Das ständige Denken an deine Exfreundin und die damit verbundene Wehmut sind ganz normale Reaktionen auf Verlust und Reue. Wenn du das Gefühl hast, einen großen Fehler gemacht zu haben, kann das Schuldgefühle und Selbstvorwürfe auslösen. Dein Gehirn versucht, das Geschehene zu verarbeiten und sucht nach Möglichkeiten, wie es anders hätte laufen können – das nennt man auch „Grübeln“ oder „Ruminieren“. Solche Gedanken sind Teil des Trauerprozesses nach einer Trennung, besonders wenn du das Gefühl hast, selbst für das Ende der Beziehung verantwortlich zu sein.
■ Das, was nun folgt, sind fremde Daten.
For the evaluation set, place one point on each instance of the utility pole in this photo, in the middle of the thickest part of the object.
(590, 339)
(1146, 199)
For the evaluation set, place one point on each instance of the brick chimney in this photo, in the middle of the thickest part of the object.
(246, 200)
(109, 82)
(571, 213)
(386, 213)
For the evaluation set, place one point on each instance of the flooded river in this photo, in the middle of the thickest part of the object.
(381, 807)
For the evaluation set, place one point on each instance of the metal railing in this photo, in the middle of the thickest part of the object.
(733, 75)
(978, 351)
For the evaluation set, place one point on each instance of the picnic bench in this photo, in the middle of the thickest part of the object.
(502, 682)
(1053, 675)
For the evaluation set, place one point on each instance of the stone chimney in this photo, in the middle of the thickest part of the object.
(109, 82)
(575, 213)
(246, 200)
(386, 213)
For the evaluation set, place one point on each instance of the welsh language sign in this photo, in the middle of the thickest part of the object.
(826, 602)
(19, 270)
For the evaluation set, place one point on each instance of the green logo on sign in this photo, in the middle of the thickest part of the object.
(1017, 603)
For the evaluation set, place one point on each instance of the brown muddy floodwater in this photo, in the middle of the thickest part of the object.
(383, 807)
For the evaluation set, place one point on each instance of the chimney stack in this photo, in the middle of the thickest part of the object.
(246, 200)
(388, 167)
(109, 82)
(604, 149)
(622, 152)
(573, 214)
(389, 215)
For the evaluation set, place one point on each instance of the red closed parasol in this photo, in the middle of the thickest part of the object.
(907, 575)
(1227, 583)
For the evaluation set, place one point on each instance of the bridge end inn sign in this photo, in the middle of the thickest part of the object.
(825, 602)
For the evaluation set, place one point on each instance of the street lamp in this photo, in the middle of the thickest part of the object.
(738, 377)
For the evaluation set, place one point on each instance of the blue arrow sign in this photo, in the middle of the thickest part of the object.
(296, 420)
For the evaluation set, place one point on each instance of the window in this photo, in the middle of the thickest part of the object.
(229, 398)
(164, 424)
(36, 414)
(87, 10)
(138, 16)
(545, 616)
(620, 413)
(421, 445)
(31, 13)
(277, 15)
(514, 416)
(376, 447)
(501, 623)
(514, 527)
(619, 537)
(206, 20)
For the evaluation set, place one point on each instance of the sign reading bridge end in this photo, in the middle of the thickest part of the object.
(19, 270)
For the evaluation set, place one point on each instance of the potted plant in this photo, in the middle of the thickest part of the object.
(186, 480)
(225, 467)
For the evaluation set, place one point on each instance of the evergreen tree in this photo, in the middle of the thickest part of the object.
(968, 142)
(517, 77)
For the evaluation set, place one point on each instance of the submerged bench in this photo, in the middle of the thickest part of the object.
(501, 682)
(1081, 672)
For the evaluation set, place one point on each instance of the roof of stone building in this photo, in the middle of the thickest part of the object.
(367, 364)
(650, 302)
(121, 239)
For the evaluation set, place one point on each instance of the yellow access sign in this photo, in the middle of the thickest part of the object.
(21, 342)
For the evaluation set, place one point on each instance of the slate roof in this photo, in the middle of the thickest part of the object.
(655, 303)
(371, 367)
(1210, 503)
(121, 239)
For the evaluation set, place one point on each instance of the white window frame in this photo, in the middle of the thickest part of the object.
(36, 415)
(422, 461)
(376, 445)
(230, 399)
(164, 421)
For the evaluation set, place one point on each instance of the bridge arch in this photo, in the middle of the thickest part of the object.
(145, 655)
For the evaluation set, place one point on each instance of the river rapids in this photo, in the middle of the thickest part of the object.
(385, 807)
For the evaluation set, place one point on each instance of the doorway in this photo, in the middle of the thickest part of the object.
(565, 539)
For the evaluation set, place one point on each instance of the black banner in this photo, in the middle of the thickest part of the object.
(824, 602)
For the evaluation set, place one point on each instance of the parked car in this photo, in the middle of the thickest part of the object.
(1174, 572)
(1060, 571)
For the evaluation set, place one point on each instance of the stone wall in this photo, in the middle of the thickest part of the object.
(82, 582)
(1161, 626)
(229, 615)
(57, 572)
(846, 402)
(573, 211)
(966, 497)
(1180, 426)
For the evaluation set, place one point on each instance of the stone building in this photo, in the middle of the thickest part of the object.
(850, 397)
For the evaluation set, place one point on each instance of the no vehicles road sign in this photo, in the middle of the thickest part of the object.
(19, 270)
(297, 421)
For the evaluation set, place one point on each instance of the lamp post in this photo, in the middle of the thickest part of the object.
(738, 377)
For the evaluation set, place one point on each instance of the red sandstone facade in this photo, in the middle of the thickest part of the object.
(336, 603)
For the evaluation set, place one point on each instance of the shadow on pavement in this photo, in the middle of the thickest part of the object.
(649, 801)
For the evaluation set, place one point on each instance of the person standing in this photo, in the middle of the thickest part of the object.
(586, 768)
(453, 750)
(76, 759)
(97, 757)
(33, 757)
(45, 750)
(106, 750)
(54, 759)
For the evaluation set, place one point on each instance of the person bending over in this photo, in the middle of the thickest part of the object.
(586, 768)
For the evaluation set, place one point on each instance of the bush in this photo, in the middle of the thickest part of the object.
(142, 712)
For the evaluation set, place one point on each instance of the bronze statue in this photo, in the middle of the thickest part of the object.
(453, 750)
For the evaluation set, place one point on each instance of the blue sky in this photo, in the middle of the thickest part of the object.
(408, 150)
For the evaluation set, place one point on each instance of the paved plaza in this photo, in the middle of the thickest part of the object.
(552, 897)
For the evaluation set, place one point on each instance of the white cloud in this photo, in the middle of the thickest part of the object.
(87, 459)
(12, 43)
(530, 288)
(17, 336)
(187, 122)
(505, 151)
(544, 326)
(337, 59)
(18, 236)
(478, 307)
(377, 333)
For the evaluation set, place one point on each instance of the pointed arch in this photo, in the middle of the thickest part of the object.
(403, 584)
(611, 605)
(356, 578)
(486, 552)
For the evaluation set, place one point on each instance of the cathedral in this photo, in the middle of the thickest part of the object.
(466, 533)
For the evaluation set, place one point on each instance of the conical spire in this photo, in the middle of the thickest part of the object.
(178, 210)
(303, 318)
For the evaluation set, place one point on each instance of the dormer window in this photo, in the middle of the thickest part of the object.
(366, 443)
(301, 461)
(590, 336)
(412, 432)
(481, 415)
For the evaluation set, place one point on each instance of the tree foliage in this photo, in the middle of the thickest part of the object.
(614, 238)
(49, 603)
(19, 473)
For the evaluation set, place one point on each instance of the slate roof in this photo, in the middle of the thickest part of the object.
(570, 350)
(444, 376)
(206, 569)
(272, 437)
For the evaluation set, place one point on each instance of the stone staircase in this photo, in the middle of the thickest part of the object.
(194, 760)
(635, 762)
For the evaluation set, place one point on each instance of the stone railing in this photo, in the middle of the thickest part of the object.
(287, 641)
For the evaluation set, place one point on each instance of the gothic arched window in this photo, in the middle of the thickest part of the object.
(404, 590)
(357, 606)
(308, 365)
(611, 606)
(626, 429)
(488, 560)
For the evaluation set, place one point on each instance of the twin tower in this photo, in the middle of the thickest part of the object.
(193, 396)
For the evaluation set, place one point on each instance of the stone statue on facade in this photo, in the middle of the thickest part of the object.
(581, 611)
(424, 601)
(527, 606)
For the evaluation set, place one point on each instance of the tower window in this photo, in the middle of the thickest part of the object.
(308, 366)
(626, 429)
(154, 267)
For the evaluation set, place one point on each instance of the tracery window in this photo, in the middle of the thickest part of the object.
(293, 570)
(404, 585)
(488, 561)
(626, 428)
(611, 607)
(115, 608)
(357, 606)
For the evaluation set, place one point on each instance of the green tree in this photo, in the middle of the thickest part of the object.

Die Wehmut entsteht oft aus dem Wunsch, die Vergangenheit rückgängig zu machen oder aus der Sehnsucht nach dem, was verloren gegangen ist. Mit der Zeit werden diese Gedanken meist weniger intensiv. Es kann helfen, dir selbst zu vergeben, aus dem Fehler zu lernen und dich auf die Zukunft zu konzentrieren. Falls dich die Gedanken sehr belasten oder du das Gefühl hast, nicht mehr weiterzukommen, kann es sinnvoll sein, mit einer Vertrauensperson oder einem Therapeuten darüber zu sprechen.